An inadequate output from the right ventricle (RV) is a common complication of obstructive shock, which necessitates the prompt release of the obstruction. Their emergency room received a patient who was 54 years old and was suffering from shock when he arrived. Because he had undergone an esophagectomy in the past along with gastric interposition via the retrosternal route, he was unable to consume solid foods following the procedure. After consuming a ball of rice, he fell into a critical condition and his lactate level, which is a symptom of shock, rapidly increased. 

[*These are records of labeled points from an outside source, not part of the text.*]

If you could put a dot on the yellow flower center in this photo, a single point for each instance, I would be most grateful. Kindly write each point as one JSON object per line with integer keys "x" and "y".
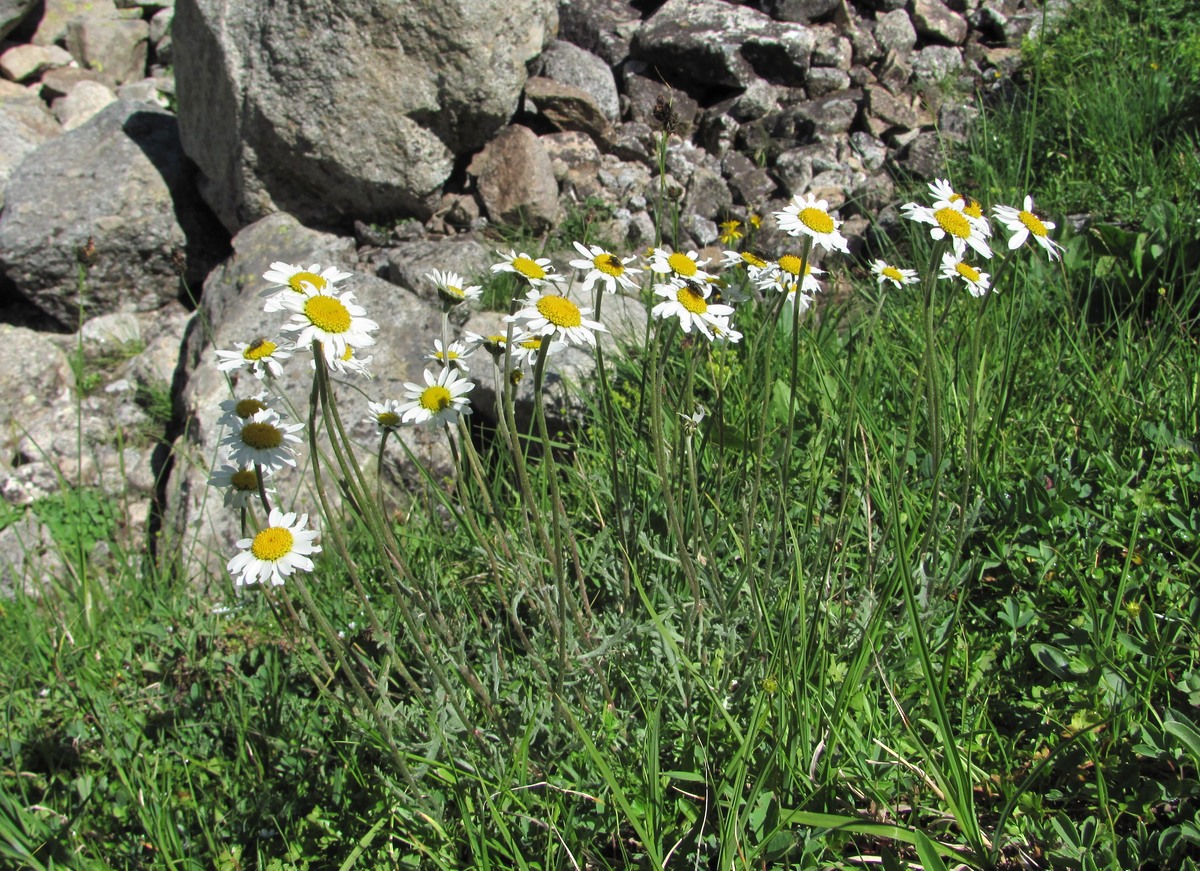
{"x": 953, "y": 222}
{"x": 249, "y": 408}
{"x": 245, "y": 480}
{"x": 970, "y": 272}
{"x": 561, "y": 311}
{"x": 691, "y": 300}
{"x": 299, "y": 280}
{"x": 328, "y": 313}
{"x": 609, "y": 264}
{"x": 436, "y": 398}
{"x": 273, "y": 544}
{"x": 528, "y": 268}
{"x": 1032, "y": 222}
{"x": 816, "y": 220}
{"x": 258, "y": 349}
{"x": 262, "y": 436}
{"x": 682, "y": 264}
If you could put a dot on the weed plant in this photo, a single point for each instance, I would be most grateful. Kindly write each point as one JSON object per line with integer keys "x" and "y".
{"x": 904, "y": 580}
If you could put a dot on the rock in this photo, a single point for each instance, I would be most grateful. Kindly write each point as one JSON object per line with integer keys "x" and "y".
{"x": 565, "y": 107}
{"x": 115, "y": 180}
{"x": 196, "y": 522}
{"x": 25, "y": 62}
{"x": 12, "y": 12}
{"x": 894, "y": 31}
{"x": 24, "y": 125}
{"x": 575, "y": 66}
{"x": 605, "y": 28}
{"x": 935, "y": 20}
{"x": 516, "y": 180}
{"x": 82, "y": 103}
{"x": 115, "y": 49}
{"x": 299, "y": 90}
{"x": 711, "y": 42}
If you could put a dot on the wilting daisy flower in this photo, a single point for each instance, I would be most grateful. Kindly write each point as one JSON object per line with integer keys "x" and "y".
{"x": 329, "y": 318}
{"x": 385, "y": 415}
{"x": 276, "y": 552}
{"x": 261, "y": 356}
{"x": 687, "y": 301}
{"x": 729, "y": 232}
{"x": 455, "y": 355}
{"x": 683, "y": 264}
{"x": 949, "y": 221}
{"x": 527, "y": 347}
{"x": 550, "y": 314}
{"x": 537, "y": 272}
{"x": 348, "y": 364}
{"x": 1024, "y": 223}
{"x": 238, "y": 412}
{"x": 810, "y": 216}
{"x": 263, "y": 439}
{"x": 605, "y": 268}
{"x": 240, "y": 485}
{"x": 954, "y": 268}
{"x": 899, "y": 277}
{"x": 787, "y": 270}
{"x": 945, "y": 194}
{"x": 298, "y": 277}
{"x": 453, "y": 289}
{"x": 441, "y": 401}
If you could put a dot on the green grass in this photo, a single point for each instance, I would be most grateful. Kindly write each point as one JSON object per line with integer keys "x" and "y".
{"x": 733, "y": 653}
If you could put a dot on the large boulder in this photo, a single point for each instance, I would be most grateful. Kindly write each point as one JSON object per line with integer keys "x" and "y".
{"x": 120, "y": 185}
{"x": 341, "y": 109}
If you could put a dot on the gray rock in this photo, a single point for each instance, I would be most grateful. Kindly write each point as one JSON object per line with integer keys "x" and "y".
{"x": 605, "y": 28}
{"x": 894, "y": 31}
{"x": 12, "y": 12}
{"x": 24, "y": 125}
{"x": 565, "y": 107}
{"x": 84, "y": 101}
{"x": 114, "y": 48}
{"x": 715, "y": 43}
{"x": 575, "y": 66}
{"x": 936, "y": 20}
{"x": 343, "y": 109}
{"x": 516, "y": 180}
{"x": 114, "y": 180}
{"x": 24, "y": 62}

Even though the preliminary tests were negative for any anomalies, he was admitted to the hospital for further observation. The following day, while he was lying in the supine posture 1 hour after breakfast, he once again had the same discomfort. Cardiac sonography demonstrated that the RV was significantly compressed due to a massively enlarged stomach tube, which resulted in diastolic dysfunction. After being helped into a sitting position, he eventually overcame his shock. After a closer look at the CT scans, researchers could see that the RV was being pushed down by the significantly enlarged gastric tube. 

In terms of the anatomy, the retrosternal pathway can be found in front of the RV. It is believed that the RV was externally compressed as a result of the massively dilated stomach tube, which prevented a proper amount of RV filling and resulted in the obstructive shock. In such a scenario, the patient’s position ought to be adjusted as soon as possible in order to relieve the RV compression.